SBA’s regulations define an Indian tribe as “any Indian tribe, band, nation, or other organized group or community of Indians, including any ANC, which is recognized as eligible for the special programs and services provided by the United States to Indians because of their status as Indians, or is recognized as such by the State in which the tribe, band, nation, group, or community resides.”[3] In so many words, the Tribe must be either federally or state recognized.

In GTECI’s case, GTECI claimed that it was owned and controlled by the Georgia Tribe of Eastern Cherokee, Inc., a corporation wholly owned by the Georgia Tribe of Eastern Cherokee, a tribe recognized by the State of Georgia. As the applicant, GTECI carried the burden of establishing such status.

During its processing of the application, SBA obtained a letter from the Georgia Council on American Indian Concerns finding that the Georgia Tribe of Eastern Cherokee was not a tribe as contemplated by the requirements under Georgia statute, but rather that it was a non-profit Indian heritage organization engaging in the recruitment of Indians in the State of Georgia who are of Cherokee heritage. SBA also obtained a proposed findings letter from the Office of Federal Acknowledgement, finding that the Georgia Tribe of Eastern Cherokee did not meet three of the seven requirements for federal acknowledgement as a tribe. In response, GTECI provided financial statements and a merger agreement. SBA again denied the application, finding that GTECI failed to establish that it was owned and controlled by a state-recognized Indian tribe.

On appeal, OHA found no basis to conclude that SBA’s determination that the Georgia Tribe of Eastern Cherokee was not an Indian tribe was arbitrary, capricious, or contrary to law. OHA explained that SBA’s reliance on the letters from the Georgia Council on American Indian Concerns and the Office of Federal Acknowledgement was reasonable and that GTECI did not demonstrate that its owner was the same tribal entity recognized by the State of Georgia.
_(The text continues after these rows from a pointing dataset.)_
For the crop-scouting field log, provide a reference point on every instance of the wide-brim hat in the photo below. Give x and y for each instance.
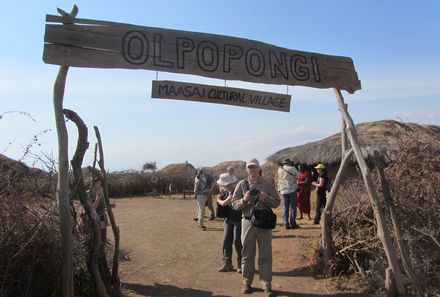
(226, 179)
(252, 162)
(286, 161)
(319, 166)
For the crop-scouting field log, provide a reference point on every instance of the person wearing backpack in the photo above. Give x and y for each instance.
(288, 188)
(321, 189)
(232, 224)
(253, 193)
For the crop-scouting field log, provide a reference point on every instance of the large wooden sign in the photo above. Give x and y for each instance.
(222, 95)
(92, 43)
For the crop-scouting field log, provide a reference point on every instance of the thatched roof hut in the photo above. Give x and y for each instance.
(239, 166)
(178, 169)
(381, 136)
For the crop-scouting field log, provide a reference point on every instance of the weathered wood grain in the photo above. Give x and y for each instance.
(101, 44)
(220, 95)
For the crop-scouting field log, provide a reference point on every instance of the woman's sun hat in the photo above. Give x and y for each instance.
(319, 166)
(226, 179)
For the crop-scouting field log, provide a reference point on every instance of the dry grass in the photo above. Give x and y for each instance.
(413, 176)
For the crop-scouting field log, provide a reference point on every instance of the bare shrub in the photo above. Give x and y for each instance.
(29, 233)
(30, 250)
(413, 176)
(145, 184)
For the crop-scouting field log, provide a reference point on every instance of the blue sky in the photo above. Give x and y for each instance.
(394, 44)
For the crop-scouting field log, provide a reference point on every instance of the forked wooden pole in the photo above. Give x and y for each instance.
(382, 229)
(63, 178)
(327, 238)
(115, 267)
(63, 185)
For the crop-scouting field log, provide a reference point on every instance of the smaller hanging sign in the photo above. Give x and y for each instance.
(165, 89)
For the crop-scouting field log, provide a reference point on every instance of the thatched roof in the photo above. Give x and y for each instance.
(179, 169)
(381, 136)
(8, 165)
(239, 166)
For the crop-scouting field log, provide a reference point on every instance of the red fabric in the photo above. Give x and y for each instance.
(304, 193)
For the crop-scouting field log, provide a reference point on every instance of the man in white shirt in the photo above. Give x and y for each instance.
(288, 188)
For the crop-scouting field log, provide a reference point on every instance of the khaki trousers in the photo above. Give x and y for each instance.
(250, 237)
(201, 202)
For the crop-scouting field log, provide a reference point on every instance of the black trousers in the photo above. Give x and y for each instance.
(320, 205)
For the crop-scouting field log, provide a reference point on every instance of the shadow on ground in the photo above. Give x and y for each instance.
(167, 290)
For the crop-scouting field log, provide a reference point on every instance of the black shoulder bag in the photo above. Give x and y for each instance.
(222, 211)
(263, 218)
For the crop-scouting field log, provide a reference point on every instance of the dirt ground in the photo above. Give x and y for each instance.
(170, 257)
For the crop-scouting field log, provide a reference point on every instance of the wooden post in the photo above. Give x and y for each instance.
(63, 178)
(63, 185)
(344, 144)
(382, 229)
(77, 160)
(327, 238)
(115, 228)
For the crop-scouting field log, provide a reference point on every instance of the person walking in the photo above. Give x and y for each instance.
(288, 188)
(232, 224)
(304, 189)
(201, 197)
(321, 189)
(208, 179)
(261, 193)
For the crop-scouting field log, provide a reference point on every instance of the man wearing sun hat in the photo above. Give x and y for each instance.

In fact, a number of individuals claimed to be associated with the Georgia Tribe of Eastern Cherokee. There was insufficient documentation presented for SBA to find that GTECI met the ownership requirements to be eligible as a tribally-owned applicant. Accordingly, OHA affirmed SBA’s denial of GTECI’s application.

This decision highlights the importance of demonstrating eligibility for the 8(a) program by a preponderance of the evidence. The onus is on the applicant to produce sufficient documentation and evidence, and SBA has the sole discretion to request clarification on information presented or learned as part of the application.

If you have questions about eligibility or applications for the 8(a) program, please contact Meghan Leemon, the author of this blog, or a member of PilieroMazza’s Native American Law & Tribal Advocacy Team or Government Contracts Group.

[1] See GTEC Indus., Inc., SBA No. BDPE-589 (2021).

[2] See 13 C.F.R. § 124.109.

[3] 13 C.F.R. § 124.3.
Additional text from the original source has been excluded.